Python — the cleanup nobody shows you
Here's the part most write-ups skip: HMDA's public data is genuinely messy. Income fields are reported in different units across years, some loan purposes are coded inconsistently, and a meaningful share of records have a denial reason field that's blank even when the application was denied.
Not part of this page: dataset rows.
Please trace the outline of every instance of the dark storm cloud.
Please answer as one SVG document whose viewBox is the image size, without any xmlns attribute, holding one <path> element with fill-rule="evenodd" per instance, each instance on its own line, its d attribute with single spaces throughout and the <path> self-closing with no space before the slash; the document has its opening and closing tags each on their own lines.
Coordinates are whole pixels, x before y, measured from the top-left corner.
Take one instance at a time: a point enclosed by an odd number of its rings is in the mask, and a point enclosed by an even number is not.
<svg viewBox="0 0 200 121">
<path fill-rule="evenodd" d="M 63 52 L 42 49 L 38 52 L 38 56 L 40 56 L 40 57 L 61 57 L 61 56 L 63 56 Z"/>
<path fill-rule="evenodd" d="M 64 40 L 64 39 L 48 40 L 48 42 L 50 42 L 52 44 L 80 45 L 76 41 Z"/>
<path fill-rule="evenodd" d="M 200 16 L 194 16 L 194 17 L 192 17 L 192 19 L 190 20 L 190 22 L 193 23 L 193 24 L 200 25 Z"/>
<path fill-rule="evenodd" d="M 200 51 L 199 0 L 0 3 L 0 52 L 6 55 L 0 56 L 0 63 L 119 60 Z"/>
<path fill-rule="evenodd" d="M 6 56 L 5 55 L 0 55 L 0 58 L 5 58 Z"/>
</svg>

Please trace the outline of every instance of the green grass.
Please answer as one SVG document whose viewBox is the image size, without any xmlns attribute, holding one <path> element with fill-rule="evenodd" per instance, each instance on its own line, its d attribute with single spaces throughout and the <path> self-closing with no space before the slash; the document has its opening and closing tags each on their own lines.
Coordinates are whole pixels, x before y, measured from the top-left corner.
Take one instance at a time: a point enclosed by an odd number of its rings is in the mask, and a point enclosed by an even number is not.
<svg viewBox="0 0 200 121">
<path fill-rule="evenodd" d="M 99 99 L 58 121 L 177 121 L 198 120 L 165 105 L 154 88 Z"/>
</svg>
None of that is a modeling problem — it's a "read the field documentation twice and write defensive code" problem.
import pandas as pd
df = pd.read_csv("hmda_2025_metro_sample.csv")
# Income is reported in thousands in some extract years — normalize to dollars
df["applicant_income"] = df["applicant_income"].apply(
lambda x: x * 1000 if x < 1000 else x
)
# Denial reason is blank for ~6% of denied records — flag rather than drop,
# since dropping silently would understate the denial-reason-missing pattern itself
df["denial_reason_missing"] = (
(df["action_taken"] == "denied") & (df["denial_reason"].isna())
)
risk_flags = df.groupby("census_tract").agg(
denial_rate=("action_taken", lambda x: (x == "denied").mean()),
missing_reason_rate=("denial_reason_missing", "mean"),
median_income=("applicant_income", "median"),
).reset_index()
That denial_reason_missing flag turned out to be more interesting
than I expected — tracts with high missing-reason rates clustered geographically,
which is its own small finding before any approval-rate analysis even starts.
Findings
Across the metros I looked at, the lowest-approval-rate tracts weren't randomly distributed — they clustered in a way that correlated more strongly with median tract income than with applicant-level income or loan amount. That's the pattern that's worth a second look, not because it proves anything on its own, but because it's exactly the shape regulators are trained to flag.
A clean grouped query with the right window function surfaced a pattern worth investigating before a single model was trained. The lesson isn't "don't use machine learning" — it's that the cheapest, most explainable tool should get first crack at the question, especially when the answer needs to survive a regulator asking "explain this number to me."
What I'd do next
The natural next step is controlling for more variables simultaneously — a logistic regression with tract income, applicant income, loan-to-value ratio, and loan purpose as predictors, to see whether the geographic pattern survives once those are held constant. I'd also want at least two more years of data before drawing any real conclusion — one year of HMDA data is a snapshot, not a trend.